Il complottismo nasconde i conflitti
Che determinate persone o gruppi, per il loro potere politico, economico o sociale, possano influenzare gli eventi, sembrerebbe un’evidenza. In fondo qualsiasi forma di potere si fonda sulla capacità di influire e prendere decisioni capaci di modificare il corso della storia. Eppure tale evidenza sembra essere svanita vista la facilità con cui qualsiasi ipotesi di complotto viene oggi ridicolizzata («gombloddo»).
I complotti esistono, i complottisti pure
Anzitutto partiamo da un’affermazione semplice, quasi banale: i complotti esistono. Non tutte le teorie del complotto sono rimaste teorie. Alcune sono state verificate. Ma se sono le prove a permettere di discernere tra scoperta di una cospirazione e mero delirio paranoico, quello che permette di svolgere questo processo critico sono le intuizioni e il sospetto.
Certo, i «maestri del sospetto» che Paul Ricoeur ha individuato in Nietzsche, Freud e Marx, grazie al sospetto e al dubbio avevano svelato i meccanismi dell’essere umano riguardo alla religione, al suo inconscio e alla società del capitale. Ma si trattava di un sospetto critico, insito nella contraddizione e nella complessità del pensiero, non nella semplificazione mitologica degli eventi. Oggi il sistema mediatico alternativo trasmesso nei social network ha invece scatenato un delirio opposto.

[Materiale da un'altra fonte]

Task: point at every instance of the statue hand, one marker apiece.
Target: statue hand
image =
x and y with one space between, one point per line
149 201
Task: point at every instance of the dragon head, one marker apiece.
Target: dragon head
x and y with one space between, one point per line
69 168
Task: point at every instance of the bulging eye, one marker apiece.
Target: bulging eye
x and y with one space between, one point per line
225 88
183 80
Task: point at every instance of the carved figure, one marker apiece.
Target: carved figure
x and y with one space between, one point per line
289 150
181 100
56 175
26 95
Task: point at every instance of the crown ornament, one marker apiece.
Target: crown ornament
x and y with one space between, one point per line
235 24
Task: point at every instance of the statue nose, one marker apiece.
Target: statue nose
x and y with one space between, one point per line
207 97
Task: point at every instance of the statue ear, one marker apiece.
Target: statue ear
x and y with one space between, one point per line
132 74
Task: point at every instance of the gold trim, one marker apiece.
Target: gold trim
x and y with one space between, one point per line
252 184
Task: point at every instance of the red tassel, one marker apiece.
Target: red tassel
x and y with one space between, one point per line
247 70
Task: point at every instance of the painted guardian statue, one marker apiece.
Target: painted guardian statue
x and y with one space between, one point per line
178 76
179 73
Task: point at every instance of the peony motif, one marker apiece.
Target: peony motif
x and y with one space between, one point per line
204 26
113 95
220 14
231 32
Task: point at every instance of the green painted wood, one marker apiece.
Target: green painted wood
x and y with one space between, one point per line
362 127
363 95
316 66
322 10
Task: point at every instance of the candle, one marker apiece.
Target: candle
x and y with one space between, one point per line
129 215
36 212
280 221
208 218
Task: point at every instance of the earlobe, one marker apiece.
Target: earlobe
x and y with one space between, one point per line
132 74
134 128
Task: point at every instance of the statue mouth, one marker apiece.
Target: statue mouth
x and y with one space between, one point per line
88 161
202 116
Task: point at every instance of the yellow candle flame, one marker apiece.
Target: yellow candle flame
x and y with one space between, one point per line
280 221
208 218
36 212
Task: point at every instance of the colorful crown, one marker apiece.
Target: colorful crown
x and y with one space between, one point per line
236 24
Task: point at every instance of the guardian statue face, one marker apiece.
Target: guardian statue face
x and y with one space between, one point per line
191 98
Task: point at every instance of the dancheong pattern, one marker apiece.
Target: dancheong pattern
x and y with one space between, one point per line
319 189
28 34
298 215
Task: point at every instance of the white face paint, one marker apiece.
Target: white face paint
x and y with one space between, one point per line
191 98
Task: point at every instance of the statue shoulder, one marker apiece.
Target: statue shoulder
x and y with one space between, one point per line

Le teorie del complotto sono diventate una mania, un tentativo di risposta immediato e automatico a tutto ciò che non riusciamo a spiegarci. Il cittadino alla ricerca di verità si trasforma in detective, si perde nella narrazione e nell’indagine, senza passare all’azione. D’altra parte il complottista si sente un «iniziato» a una realtà nascosta, finendo così per essere anche lui parte e vittima della cospirazione, credendo di detenere un sapere segreto.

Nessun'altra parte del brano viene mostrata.